The most recent display at the First National Bank Gallery in Morgan Library includes these and other works by deceased artist and CSU alumni Philip E. Sims, and mathematics doctorate candidate Nand Sharma.
Sims’ art reflects his veterinary work with reptiles and, to an extent, his love for dinosaurs. The colors are vibrant and the extreme close-ups of predatory eyes provide an unusual visual variety.
Sharma’s work is quite different. His sultry watercolors are influenced by Indian culture and music, a little piece of his homeland in India.
“I kind of had an idea of what I want to capture, which is something of an essence of the [classical Indian] music,” Sharma said.
According to Sharma, his art is an expression of his love of music and the subject matter connects him back to home.

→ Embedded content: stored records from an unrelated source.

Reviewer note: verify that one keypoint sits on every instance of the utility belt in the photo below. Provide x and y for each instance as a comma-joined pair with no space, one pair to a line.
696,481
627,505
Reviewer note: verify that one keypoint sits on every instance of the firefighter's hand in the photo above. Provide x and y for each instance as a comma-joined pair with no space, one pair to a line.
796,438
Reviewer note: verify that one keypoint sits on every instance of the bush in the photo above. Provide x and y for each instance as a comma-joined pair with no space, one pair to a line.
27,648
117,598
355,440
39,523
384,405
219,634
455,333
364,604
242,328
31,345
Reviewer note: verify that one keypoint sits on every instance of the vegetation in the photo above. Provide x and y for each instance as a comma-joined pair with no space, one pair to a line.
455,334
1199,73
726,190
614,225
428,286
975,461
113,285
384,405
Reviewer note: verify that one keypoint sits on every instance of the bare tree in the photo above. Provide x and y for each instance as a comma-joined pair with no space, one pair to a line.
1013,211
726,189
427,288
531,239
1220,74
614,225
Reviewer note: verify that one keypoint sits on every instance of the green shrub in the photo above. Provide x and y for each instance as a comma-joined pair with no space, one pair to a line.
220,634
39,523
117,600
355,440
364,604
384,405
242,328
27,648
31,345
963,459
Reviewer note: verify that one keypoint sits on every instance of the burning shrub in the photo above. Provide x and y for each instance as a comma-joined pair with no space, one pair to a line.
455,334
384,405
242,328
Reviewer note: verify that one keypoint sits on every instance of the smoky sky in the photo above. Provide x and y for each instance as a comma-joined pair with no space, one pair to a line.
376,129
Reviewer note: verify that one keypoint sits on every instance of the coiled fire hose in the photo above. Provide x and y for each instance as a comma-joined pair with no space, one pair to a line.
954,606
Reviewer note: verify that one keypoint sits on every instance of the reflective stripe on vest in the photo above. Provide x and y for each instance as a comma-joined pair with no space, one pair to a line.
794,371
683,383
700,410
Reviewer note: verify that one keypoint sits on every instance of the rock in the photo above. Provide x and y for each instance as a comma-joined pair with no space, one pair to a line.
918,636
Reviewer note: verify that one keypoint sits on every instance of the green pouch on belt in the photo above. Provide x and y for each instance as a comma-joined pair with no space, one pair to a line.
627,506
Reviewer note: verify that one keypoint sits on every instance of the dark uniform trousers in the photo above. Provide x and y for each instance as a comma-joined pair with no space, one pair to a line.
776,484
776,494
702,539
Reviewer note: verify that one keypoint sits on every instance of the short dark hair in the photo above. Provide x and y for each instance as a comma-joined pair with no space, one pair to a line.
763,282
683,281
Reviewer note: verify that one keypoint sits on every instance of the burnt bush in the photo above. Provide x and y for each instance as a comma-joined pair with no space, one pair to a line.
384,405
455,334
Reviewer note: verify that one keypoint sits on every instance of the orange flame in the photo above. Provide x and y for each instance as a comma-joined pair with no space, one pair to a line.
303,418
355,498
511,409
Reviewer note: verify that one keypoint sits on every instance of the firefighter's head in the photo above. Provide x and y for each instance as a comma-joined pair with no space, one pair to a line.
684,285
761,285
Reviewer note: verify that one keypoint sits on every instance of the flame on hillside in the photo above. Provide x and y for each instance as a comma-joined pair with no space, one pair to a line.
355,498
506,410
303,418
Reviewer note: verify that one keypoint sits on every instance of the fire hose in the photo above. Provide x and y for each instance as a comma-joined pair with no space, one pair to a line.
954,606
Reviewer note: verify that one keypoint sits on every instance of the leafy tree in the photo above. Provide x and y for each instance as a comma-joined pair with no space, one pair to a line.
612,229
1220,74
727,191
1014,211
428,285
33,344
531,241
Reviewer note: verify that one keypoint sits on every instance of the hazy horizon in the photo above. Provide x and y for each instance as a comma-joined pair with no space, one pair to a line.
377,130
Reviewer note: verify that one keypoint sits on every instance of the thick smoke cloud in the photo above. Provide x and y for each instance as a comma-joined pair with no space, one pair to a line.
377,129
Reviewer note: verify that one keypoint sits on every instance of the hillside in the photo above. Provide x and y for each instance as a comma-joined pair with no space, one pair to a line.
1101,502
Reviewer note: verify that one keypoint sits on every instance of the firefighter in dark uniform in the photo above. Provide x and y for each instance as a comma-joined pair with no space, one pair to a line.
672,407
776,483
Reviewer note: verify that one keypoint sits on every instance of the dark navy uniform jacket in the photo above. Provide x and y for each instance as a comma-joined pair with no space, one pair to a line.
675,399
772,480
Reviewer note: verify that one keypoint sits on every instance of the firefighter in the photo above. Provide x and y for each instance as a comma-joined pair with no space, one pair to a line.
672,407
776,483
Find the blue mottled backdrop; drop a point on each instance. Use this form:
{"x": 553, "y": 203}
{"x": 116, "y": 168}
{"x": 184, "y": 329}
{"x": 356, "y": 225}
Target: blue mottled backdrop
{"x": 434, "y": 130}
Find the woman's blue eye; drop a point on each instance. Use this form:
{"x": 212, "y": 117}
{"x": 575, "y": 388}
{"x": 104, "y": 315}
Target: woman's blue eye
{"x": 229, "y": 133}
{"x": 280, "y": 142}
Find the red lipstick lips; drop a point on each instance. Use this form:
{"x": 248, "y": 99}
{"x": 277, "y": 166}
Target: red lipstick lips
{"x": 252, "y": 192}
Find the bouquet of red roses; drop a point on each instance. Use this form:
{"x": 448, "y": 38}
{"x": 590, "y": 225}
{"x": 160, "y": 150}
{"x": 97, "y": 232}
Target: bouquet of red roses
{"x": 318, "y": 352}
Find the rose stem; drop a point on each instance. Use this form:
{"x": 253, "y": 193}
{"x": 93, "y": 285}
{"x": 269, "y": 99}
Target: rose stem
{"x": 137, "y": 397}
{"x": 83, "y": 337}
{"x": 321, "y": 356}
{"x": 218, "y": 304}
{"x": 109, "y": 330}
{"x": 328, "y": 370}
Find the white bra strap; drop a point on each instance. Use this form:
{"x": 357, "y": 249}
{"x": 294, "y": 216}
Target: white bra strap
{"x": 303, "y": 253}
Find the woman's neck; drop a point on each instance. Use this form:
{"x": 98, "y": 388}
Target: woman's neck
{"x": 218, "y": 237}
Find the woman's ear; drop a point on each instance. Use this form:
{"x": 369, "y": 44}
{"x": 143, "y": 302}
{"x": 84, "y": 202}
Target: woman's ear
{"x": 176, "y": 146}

“These paintings, in my opinion, present an opportunity to the international community to know more about another culture,” Sharma said.
Jane Barber, assistant director of communications and development, as well as freshman art major Marcus Stevenson, are coordinators for the gallery. It has been tucked in the corner to the right of the front entrance since 1997.
According to Barber, the displays change three to four times per year. Artists featured in the gallery are always connected to CSU in some way and have included students, alumni and professors.
Beginning Feb. 28, the displays will consist of art exclusively by CSU freshmen.
The students are part of the Arts and Creative Expressions community at CSU. It is a relatively new organization and the first students to have their work displayed as a group in the First National Bank Gallery.
Stevenson has spent about a month working on curating this project, even creating his own submissions for the showing.
Although an artist himself, the curation job is a fairly new experience for Stevenson.
“It requires a lot of planning and organization you don’t think of,” Stevenson said.
Stevenson also hopes to encourage interest in student art.
“Ideally, I would like more students to gain interest in what art students are doing,” Stevenson said. “By putting [the art] here, I would like to increase interest in the community as a whole.”
Stevenson and Barber will host the opening reception for the exhibit Feb. 28 from 4 to 6 p.m. The event is free and open to all.
With renovations on the library finally complete, students can expect even bigger and better things from the First National Bank Gallery.
The space has a new capacity to show work, giving students the chance to become more involved in the process along the way.
“We definitely want to have more art in the library,” Barber said. “We have a lot of wall space.”